Amerotyphlops montanum

Scientific classification
- Kingdom: Animalia
- Phylum: Chordata
- Class: Reptilia
- Order: Squamata
- Suborder: Serpentes
- Family: Typhlopidae
- Genus: Amerotyphlops
- Species: A. montanum
- Binomial name: Amerotyphlops montanum Graboski, Arredondo, Grazziotin, Guerra-Fuentes, Silva, Prudente, Pinto, Rodrigues, Bonatto & Zaher, 2022

= Amerotyphlops montanum =

- Genus: Amerotyphlops
- Species: montanum
- Authority: Graboski, Arredondo, Grazziotin, Guerra-Fuentes, Silva, Prudente, Pinto, Rodrigues, Bonatto & Zaher, 2022

Species of snake

Amerotyphlops montanum is a species of blind snake in the family Typhlopidae.

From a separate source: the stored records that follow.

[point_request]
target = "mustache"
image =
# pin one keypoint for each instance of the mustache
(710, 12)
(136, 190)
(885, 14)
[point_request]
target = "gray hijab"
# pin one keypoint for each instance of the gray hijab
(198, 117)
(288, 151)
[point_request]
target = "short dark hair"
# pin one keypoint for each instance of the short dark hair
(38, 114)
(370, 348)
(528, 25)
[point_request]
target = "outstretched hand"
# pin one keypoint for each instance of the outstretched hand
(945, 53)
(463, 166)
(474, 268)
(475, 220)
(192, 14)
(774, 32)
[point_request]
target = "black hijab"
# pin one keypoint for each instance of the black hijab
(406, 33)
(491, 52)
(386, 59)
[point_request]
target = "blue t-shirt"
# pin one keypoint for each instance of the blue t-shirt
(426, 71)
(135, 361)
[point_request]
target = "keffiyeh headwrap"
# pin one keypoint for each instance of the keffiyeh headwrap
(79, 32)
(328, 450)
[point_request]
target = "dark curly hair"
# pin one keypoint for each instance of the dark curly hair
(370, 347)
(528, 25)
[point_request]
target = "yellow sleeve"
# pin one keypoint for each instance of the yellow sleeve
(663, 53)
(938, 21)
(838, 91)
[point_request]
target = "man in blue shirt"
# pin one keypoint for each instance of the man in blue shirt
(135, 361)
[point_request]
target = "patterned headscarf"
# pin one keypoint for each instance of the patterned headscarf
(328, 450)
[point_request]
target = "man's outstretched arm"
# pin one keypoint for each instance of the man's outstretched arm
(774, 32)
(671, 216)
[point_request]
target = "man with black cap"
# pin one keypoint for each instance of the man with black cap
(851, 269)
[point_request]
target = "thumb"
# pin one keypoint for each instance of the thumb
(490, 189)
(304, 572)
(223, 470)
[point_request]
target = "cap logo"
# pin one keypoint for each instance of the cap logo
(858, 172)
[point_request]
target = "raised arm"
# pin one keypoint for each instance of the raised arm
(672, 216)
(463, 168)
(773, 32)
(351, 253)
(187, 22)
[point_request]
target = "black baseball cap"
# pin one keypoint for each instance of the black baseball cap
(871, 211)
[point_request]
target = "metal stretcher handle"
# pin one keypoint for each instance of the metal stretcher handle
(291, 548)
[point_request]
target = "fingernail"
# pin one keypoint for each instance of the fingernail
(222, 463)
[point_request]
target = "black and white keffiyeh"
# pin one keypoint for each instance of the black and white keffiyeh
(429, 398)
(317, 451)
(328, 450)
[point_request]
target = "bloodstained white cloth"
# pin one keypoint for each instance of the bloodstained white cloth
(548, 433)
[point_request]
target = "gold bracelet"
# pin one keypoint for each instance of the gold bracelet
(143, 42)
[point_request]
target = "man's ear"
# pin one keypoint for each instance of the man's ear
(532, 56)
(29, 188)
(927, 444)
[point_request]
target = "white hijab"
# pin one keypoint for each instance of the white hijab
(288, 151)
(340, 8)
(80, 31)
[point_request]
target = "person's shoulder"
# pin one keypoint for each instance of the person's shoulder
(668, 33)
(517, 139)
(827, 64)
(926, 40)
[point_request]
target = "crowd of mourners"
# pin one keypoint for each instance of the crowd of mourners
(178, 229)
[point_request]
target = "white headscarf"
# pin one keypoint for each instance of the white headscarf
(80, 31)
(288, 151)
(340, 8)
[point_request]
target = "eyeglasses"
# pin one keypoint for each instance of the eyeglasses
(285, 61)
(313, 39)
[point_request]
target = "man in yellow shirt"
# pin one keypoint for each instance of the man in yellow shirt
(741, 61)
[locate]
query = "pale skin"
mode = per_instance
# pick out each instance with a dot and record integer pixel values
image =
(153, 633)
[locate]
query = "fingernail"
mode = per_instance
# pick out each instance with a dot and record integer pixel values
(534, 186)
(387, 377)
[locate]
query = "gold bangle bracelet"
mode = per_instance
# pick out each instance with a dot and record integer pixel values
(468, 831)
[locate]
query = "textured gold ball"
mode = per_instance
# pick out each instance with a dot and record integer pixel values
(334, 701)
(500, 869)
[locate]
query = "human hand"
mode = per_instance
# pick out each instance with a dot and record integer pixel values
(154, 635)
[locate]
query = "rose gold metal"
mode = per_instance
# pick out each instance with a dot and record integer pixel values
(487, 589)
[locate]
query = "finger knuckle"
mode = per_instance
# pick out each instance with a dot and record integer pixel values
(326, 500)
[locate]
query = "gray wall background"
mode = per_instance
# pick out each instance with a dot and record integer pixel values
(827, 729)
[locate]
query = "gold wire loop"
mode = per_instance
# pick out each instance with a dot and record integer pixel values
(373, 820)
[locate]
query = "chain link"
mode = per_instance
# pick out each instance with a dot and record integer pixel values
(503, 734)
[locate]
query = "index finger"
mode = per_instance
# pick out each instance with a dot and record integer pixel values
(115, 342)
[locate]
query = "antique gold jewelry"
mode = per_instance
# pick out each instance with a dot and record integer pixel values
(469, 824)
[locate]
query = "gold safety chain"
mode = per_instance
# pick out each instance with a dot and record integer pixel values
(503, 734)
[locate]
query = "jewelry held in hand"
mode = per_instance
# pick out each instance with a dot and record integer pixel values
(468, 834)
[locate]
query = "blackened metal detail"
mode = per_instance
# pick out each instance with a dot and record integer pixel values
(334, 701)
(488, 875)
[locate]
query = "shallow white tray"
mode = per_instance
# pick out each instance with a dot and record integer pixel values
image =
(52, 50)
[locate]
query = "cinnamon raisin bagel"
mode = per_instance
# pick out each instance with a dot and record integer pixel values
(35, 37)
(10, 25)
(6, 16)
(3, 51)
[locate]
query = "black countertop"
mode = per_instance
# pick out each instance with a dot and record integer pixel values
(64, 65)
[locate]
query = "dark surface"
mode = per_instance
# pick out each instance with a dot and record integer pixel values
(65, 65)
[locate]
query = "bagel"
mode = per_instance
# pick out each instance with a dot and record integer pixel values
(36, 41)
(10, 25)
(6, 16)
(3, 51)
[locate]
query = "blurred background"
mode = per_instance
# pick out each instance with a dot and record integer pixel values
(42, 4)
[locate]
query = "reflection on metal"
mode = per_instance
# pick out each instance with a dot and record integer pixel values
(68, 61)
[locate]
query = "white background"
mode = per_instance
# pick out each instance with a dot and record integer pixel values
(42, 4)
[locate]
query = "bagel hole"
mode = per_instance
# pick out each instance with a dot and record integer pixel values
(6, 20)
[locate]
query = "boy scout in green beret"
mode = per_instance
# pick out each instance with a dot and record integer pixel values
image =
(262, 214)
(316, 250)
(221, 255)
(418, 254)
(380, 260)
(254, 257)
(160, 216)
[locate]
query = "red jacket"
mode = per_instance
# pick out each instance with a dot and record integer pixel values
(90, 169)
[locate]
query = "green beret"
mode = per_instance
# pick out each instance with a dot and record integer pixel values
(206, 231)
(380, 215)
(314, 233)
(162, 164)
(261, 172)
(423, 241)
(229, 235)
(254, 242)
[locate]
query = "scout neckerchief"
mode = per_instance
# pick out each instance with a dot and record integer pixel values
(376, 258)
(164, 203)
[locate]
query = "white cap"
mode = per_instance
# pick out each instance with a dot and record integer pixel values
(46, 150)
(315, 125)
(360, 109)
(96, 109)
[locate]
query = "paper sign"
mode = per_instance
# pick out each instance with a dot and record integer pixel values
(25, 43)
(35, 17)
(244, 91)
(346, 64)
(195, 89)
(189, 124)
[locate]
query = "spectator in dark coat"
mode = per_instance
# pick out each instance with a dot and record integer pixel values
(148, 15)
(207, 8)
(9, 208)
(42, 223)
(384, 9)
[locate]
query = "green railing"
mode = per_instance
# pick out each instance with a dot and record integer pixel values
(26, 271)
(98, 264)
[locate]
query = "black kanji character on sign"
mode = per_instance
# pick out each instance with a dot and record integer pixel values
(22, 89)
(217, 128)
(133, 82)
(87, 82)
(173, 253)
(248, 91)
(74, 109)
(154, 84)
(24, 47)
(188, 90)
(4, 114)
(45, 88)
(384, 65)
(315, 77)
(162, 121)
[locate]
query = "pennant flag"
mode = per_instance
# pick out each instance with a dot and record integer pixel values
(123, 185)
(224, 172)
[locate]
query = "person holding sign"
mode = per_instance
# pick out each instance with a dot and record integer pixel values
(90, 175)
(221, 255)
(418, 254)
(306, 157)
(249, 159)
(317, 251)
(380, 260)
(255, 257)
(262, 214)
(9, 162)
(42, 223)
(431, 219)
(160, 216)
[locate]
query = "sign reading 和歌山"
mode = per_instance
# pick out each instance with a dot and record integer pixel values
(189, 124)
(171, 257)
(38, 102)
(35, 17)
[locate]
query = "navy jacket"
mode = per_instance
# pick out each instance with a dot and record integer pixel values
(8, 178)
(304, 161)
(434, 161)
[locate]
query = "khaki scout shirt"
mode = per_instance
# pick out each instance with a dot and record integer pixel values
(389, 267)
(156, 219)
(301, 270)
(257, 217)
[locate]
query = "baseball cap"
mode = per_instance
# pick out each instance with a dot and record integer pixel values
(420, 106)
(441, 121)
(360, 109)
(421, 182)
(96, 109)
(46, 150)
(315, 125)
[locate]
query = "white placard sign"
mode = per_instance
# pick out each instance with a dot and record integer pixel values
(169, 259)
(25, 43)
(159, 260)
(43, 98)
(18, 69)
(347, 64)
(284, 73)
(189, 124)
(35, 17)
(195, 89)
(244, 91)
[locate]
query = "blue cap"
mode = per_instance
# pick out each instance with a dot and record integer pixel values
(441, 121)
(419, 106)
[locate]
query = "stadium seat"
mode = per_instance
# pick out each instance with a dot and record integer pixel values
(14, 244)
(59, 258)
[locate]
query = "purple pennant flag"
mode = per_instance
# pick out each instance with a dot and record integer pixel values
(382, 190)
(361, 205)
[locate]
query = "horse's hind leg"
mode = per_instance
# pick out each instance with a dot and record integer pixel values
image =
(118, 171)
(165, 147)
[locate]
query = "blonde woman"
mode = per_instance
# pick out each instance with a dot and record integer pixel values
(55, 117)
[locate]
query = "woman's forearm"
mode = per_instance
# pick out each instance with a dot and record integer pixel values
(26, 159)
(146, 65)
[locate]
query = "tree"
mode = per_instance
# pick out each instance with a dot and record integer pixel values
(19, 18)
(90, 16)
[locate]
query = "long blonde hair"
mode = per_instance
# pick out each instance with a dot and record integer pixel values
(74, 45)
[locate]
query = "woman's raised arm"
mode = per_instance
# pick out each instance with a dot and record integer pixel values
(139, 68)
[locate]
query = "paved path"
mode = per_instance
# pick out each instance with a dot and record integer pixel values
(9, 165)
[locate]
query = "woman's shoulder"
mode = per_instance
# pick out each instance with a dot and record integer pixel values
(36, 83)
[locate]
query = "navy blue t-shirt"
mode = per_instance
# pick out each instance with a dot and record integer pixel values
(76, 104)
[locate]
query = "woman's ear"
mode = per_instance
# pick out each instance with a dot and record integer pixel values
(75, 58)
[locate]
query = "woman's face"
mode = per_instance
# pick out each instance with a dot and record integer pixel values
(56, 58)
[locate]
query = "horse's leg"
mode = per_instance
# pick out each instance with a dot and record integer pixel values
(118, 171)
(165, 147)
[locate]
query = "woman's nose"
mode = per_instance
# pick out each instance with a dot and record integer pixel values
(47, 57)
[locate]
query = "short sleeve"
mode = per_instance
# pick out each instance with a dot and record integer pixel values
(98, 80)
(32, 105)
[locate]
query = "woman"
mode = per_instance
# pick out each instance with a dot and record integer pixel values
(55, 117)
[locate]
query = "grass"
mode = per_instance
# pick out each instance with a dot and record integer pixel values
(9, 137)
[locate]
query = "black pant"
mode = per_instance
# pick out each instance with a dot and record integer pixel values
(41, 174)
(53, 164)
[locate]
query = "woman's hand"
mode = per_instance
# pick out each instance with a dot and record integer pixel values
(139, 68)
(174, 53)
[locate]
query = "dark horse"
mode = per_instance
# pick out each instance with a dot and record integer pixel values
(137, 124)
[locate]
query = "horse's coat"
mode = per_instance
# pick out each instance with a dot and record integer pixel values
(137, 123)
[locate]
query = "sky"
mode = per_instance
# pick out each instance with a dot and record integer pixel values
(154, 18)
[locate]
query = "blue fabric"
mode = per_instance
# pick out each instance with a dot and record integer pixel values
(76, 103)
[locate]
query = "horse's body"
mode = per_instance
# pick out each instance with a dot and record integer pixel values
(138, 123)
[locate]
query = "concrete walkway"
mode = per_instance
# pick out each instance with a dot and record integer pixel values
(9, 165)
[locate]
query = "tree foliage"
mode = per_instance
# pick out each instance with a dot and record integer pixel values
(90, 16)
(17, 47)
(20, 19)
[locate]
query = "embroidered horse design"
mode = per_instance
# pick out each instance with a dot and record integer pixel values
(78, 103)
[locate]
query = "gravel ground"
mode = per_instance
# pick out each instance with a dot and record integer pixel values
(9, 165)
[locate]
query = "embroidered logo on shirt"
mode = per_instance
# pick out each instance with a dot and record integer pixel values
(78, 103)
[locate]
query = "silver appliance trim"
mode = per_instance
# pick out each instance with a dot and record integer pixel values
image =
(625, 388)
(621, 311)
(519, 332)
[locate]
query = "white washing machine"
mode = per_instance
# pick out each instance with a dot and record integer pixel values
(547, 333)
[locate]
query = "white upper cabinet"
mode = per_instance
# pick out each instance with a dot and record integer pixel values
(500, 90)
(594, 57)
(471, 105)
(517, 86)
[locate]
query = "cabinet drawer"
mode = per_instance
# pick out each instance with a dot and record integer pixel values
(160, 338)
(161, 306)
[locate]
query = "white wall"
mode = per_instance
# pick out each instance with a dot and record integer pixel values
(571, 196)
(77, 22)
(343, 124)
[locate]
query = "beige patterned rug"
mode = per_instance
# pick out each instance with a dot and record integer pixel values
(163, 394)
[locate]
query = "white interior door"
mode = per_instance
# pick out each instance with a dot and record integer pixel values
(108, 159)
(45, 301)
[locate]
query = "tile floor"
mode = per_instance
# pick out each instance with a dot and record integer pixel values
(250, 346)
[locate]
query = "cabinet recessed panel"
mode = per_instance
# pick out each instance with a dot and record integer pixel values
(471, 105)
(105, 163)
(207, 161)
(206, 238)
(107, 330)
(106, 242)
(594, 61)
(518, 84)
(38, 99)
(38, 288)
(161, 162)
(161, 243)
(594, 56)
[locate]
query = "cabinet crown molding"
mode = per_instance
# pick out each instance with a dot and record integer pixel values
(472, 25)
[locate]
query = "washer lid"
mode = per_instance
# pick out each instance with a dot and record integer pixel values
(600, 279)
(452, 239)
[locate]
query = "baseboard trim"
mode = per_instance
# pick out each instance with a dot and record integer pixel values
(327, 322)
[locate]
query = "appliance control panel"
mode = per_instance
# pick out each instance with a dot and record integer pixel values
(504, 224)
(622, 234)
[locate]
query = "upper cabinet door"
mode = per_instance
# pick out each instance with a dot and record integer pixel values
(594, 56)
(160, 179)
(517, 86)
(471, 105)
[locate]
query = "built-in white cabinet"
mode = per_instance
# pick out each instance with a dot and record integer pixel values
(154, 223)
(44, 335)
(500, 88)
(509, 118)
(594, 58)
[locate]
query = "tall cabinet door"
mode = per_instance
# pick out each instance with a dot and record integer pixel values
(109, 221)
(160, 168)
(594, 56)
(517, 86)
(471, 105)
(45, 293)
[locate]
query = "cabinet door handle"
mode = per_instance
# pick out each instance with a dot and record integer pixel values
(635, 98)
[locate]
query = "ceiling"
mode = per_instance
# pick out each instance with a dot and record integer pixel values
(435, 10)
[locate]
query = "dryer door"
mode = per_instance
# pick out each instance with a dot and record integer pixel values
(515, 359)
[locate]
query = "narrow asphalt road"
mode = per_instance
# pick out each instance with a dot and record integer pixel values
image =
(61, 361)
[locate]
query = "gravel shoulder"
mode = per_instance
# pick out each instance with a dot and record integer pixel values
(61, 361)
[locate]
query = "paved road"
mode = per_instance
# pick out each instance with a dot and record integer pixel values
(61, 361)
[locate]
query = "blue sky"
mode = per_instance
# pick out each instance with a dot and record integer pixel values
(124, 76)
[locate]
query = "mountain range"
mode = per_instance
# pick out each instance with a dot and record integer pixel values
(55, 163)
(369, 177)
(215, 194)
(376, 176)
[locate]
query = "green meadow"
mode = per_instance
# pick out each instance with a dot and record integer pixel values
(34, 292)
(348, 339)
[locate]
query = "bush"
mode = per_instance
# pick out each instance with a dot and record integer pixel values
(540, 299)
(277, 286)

It is endemic to Brazil, where it is known from Bahia. The species was described from specimens collected in the Serra das Lontras montane complex of southern Bahia.

== Taxonomy ==
Amerotyphlops montanum was described by Roberta Graboski, Juan C. Arredondo, Felipe G. Grazziotin, Ricardo Arturo Guerra-Fuentes, Ariane A. A. da Silva, Ana Lúcia da Costa Prudente, Roberta R. Pinto, Miguel Trefaut Rodrigues, Sandro L. Bonatto and Hussam Zaher. The holotype is an adult female, MZUSP 20065, collected on 6 March 2009 in Serra das Lontras National Park, in the municipality of Arataca, Bahia, Brazil.

The specific name montanum is derived from the Latin adjective montanus, meaning mountainous, and refers to the high-elevation forest at the type locality.